[Date Prev][Date Next][Thread Prev][Thread Next][Date Index][Thread Index]
Re: Should SRFI-115 character sets match extended grapheme clusters?
John Cowan <cowan@xxxxxxxxxxxxxxxx> writes:
> Mark H Weaver scripsit:
>> It occurs to me that users of languages that make heavy use of combining
>> marks will likely find the behavior of "character sets" to be quite
>> unintuitive if they operate on code points.
> The way around that is normalization of the input, I think.
Normalization is an important part of the solution, but it alone does
not solve the problem where no precomposed character exists. Figure 5
of TR15 gives some examples where NFC produces more than one codepoint
The question then becomes: Do we want ("ḍ̇q̣̇") to mean (or "ḍ̇" "q̣̇") or
should it mean (or "ḍ" "\x0307;" "q" "\x0323;" "\x0307;")? It's a
question of how the string is split into elements.
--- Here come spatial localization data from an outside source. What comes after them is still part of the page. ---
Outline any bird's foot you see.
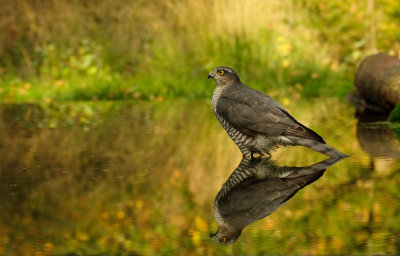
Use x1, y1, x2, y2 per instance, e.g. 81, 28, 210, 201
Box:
251, 152, 271, 160
262, 152, 271, 159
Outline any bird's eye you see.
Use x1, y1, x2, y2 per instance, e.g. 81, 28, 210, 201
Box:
219, 237, 227, 243
217, 70, 224, 76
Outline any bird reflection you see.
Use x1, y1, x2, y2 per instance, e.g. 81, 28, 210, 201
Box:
210, 156, 345, 244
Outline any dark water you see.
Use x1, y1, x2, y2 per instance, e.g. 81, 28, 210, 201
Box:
0, 99, 399, 255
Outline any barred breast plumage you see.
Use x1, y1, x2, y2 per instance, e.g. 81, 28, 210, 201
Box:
212, 86, 255, 158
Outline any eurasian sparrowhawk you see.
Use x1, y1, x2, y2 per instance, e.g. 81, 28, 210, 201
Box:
210, 156, 344, 244
208, 66, 347, 159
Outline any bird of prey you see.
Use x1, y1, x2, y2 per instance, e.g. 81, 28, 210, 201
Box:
208, 66, 347, 159
210, 156, 344, 245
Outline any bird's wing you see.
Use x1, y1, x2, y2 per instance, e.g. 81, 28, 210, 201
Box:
217, 86, 325, 142
218, 178, 301, 222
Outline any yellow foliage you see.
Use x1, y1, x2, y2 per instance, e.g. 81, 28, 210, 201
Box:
316, 238, 326, 253
281, 59, 291, 68
1, 236, 9, 244
170, 168, 182, 185
263, 219, 274, 229
282, 97, 291, 106
329, 63, 338, 71
43, 242, 53, 252
295, 83, 303, 90
117, 210, 125, 220
101, 212, 110, 220
283, 209, 293, 217
190, 230, 201, 246
195, 216, 208, 232
332, 236, 343, 251
76, 231, 89, 241
136, 200, 144, 211
278, 42, 292, 56
311, 73, 319, 79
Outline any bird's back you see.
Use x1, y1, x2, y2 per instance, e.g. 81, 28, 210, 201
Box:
216, 83, 325, 143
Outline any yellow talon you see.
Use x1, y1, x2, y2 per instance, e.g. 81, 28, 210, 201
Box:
262, 152, 271, 159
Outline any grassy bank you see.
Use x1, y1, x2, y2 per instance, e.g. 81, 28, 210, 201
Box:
1, 0, 399, 102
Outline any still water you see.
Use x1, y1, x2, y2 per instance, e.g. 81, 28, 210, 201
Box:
0, 99, 399, 255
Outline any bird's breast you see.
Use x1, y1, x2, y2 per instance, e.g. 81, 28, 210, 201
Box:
212, 87, 223, 111
214, 112, 254, 150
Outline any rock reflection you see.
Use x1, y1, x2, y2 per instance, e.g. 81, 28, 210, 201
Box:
357, 112, 400, 158
211, 156, 345, 244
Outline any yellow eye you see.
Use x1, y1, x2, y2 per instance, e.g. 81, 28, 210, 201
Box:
217, 70, 224, 76
219, 237, 227, 243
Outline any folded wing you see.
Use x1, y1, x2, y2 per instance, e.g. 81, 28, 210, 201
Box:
217, 86, 325, 143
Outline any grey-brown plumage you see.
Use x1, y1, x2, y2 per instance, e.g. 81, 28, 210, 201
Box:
208, 66, 347, 159
210, 156, 344, 245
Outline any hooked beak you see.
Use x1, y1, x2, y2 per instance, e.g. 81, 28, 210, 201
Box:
208, 72, 215, 79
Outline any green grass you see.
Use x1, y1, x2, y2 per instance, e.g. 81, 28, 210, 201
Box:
1, 0, 398, 102
0, 66, 353, 103
0, 32, 354, 103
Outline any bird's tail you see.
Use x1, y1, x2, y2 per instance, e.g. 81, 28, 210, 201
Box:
286, 136, 349, 158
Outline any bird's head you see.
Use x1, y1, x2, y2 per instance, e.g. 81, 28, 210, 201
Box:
210, 224, 242, 245
208, 66, 240, 87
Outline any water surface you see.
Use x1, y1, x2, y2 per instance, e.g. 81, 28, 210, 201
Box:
0, 99, 399, 255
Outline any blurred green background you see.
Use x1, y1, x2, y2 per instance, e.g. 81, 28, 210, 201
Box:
1, 0, 400, 102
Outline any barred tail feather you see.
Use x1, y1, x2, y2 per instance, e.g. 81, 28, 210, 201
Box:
286, 136, 348, 158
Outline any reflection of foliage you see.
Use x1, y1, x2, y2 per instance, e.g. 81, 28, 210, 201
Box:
0, 99, 399, 255
0, 102, 108, 130
388, 103, 400, 139
390, 130, 400, 143
0, 100, 239, 255
388, 103, 400, 123
389, 124, 400, 141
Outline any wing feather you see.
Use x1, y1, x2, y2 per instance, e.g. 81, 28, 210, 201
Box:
216, 85, 324, 143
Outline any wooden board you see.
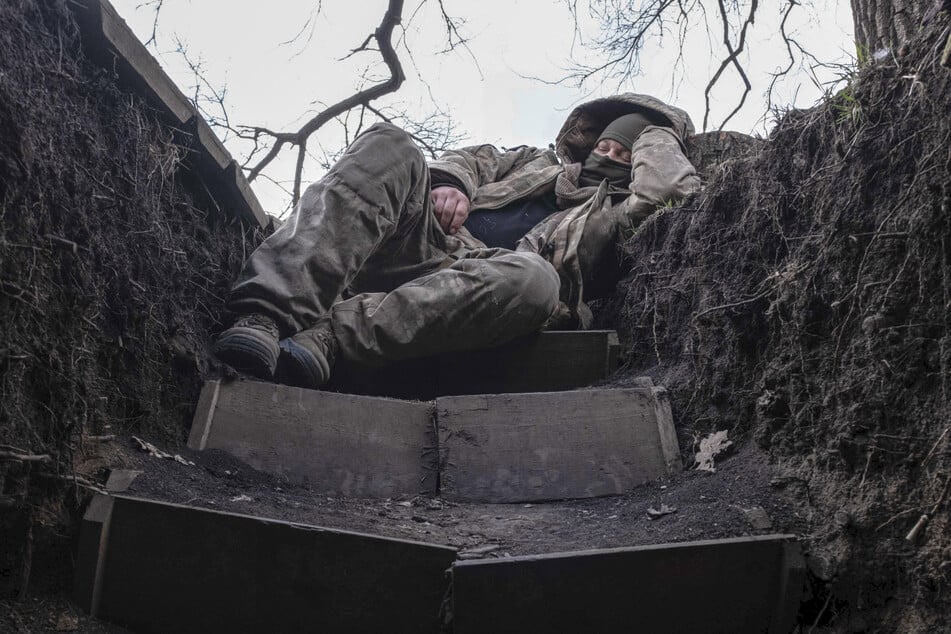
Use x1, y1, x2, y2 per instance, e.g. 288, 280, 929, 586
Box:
437, 388, 673, 502
79, 495, 456, 634
72, 495, 114, 616
328, 330, 622, 399
72, 0, 193, 124
451, 535, 805, 634
189, 379, 438, 497
436, 330, 621, 395
70, 0, 270, 232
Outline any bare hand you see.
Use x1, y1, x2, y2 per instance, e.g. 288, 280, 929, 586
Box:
430, 186, 470, 234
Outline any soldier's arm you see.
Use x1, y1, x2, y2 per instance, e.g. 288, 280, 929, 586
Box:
428, 144, 549, 200
620, 126, 700, 235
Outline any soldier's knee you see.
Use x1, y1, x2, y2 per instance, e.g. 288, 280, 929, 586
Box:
360, 123, 424, 166
496, 252, 560, 315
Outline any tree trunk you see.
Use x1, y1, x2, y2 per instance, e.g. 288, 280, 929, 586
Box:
850, 0, 930, 55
There's also the question of whether (regexp-extract '(~ ("-")) "q̣̇")
should return ("q̣̇") or ("q" "\x0323;" "\x0307;").
> I will be proposing a normalization SRFI in future, presumably
> including the R6RS normalization procedures and some version of the
> normalized-comparison procedures that were rejected from R7RS-small.